Asesinato en el Café New York
He hablado con la policía y no he confesado nada, porque no me importa realmente. Suelo pensar que Camus estaría muy orgulloso de mí. Orgulloso y casi feliz de verme cada vez que desestimo mi deber civil o hago uso de mi estupenda negligencia social.
Estaba sentado en el balcón del café, y podía ver en la planta baja la puerta giratoria de cocina, donde salían los postres en sus bandejas de plata. Nada pasaba aún, pero algo estaría a punto de pasar. Bebí mi café y luego pedí un shot de whisky escocés. Estaba con mi mujer y ella me contaba cosas y yo le contaba cosas a ella. La puerta no dejaba de abrirse y cerrarse lo que era doblemente atractivo. Porque de estar atento uno veía, una especie de secuencia de cine continuado, o, a lo mejor viñetas de un comic neoyorquino.
Los vi besarse con mucha sangre, (al pastelero y al camarero). P sujetaba a C y lo aprisionaba en la máquina que lava platos, y allí estuvieron un buen rato. La puerta volvía con su virtud, a enseñarme el paso del tiempo. En un tercer o cuarto giro vi a P estallar su gorda cara sobre una blanda tarta de queso, pero no logró perturbarme. C abrió la puerta por última vez y se arrastró, con un picahielos hundido en el pecho, por las rojas alfombras del servicio, hacia las escaleras. Un grupo de turistas que hacían fotos empezaron a gritar y dejaron caer sus cámaras en el acto.
Me quedé pensando en la cantidad de armas que aguardan en una cocina cualquiera. (Cucharas, cuchillos, cierras, planchas, aceite hirviendo y ese tipo de cosas). Nos retuvieron a todos allí un buen rato, se llevaron el cadáver en una brillante bolsa negra. Lo bueno de todo esto —le dije a mi mujer— es que no tuvimos que pagar el desayuno. La declaración de mi mujer al igual que la mía fue insignificante. Nos retiramos del establecimiento y prometimos estar al pendiente, por si recordábamos algo.
Esa misma noche seguimos con nuestras dulces vacaciones. Nos maravilló el Parlamento, Budapest vale la pena. Oímos a sus cuervos cantar o gemir o algo así, y la noche era deliciosa y fría. Fuimos a casa e hicimos el amor.

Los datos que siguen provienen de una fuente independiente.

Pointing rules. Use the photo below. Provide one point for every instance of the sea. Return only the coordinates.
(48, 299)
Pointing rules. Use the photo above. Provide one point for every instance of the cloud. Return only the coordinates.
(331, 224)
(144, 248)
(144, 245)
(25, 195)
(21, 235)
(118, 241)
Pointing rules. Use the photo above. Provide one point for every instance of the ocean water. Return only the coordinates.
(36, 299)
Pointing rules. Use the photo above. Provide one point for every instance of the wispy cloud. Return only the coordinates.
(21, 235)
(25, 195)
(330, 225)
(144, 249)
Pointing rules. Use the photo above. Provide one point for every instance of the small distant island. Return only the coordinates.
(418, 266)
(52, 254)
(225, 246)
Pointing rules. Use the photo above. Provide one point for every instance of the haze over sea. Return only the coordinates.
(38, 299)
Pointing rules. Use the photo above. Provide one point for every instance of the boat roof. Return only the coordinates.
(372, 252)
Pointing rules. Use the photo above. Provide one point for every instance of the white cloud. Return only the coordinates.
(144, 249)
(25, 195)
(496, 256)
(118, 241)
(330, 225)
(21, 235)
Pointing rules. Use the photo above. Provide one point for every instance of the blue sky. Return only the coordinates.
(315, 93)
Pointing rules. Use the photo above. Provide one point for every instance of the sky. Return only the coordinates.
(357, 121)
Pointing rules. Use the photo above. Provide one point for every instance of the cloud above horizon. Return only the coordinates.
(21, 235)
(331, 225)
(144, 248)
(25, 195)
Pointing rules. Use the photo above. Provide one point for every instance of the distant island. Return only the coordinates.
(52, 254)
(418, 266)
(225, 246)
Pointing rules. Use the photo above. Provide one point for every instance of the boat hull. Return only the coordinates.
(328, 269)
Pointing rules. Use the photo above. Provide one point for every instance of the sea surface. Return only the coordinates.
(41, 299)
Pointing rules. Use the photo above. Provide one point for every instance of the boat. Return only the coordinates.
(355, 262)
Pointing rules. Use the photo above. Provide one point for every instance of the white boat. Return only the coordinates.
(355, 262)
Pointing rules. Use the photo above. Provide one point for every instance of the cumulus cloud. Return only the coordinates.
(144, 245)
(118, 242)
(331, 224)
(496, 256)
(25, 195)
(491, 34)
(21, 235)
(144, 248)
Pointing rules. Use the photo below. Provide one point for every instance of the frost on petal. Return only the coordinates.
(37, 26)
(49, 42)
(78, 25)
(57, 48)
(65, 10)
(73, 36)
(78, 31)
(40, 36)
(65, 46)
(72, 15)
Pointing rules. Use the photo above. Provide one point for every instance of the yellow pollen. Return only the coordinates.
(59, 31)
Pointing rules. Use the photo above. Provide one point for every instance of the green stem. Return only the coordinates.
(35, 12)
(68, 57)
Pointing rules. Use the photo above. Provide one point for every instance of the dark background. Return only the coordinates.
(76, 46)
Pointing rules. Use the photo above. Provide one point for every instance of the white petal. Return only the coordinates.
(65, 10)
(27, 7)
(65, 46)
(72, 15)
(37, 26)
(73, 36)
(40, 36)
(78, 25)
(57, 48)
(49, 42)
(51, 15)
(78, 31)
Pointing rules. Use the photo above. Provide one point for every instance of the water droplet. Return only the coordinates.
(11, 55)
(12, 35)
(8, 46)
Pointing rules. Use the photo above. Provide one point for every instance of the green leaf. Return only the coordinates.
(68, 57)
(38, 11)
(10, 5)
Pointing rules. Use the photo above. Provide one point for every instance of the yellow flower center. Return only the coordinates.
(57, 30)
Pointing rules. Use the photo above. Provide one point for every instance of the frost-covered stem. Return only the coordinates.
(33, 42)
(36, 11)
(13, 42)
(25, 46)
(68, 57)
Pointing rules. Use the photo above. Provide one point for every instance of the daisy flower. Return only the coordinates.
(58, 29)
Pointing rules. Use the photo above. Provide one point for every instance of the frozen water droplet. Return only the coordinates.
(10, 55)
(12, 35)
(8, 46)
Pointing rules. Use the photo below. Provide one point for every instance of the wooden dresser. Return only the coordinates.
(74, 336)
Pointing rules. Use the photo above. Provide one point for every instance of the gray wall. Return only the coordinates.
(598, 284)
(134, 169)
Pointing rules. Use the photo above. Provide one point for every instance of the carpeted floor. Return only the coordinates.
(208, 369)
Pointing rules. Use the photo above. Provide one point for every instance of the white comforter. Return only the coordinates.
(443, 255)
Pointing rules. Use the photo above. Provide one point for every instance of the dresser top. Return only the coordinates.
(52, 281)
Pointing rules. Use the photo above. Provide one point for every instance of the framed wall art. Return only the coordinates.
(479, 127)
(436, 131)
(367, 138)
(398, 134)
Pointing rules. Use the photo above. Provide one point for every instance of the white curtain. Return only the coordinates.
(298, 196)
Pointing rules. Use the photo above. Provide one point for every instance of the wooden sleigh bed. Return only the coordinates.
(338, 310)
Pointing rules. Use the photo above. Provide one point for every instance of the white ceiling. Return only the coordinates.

En la mañana siguiente los diarios nos daban la noticia. Y escribían, en primera página, accidente laboral. El camarero cayó sobre el arma y murió al instante, lo confirmó el principal testigo del caso, el pastelero. Al que llamaremos P. Y esta es la verdad.
Volvimos a Madrid terminado el fin de semana. Han pasado un par de meses y sigo pensando, que el Señor Camus estaría muy orgulloso de mí. Orgulloso, casi feliz.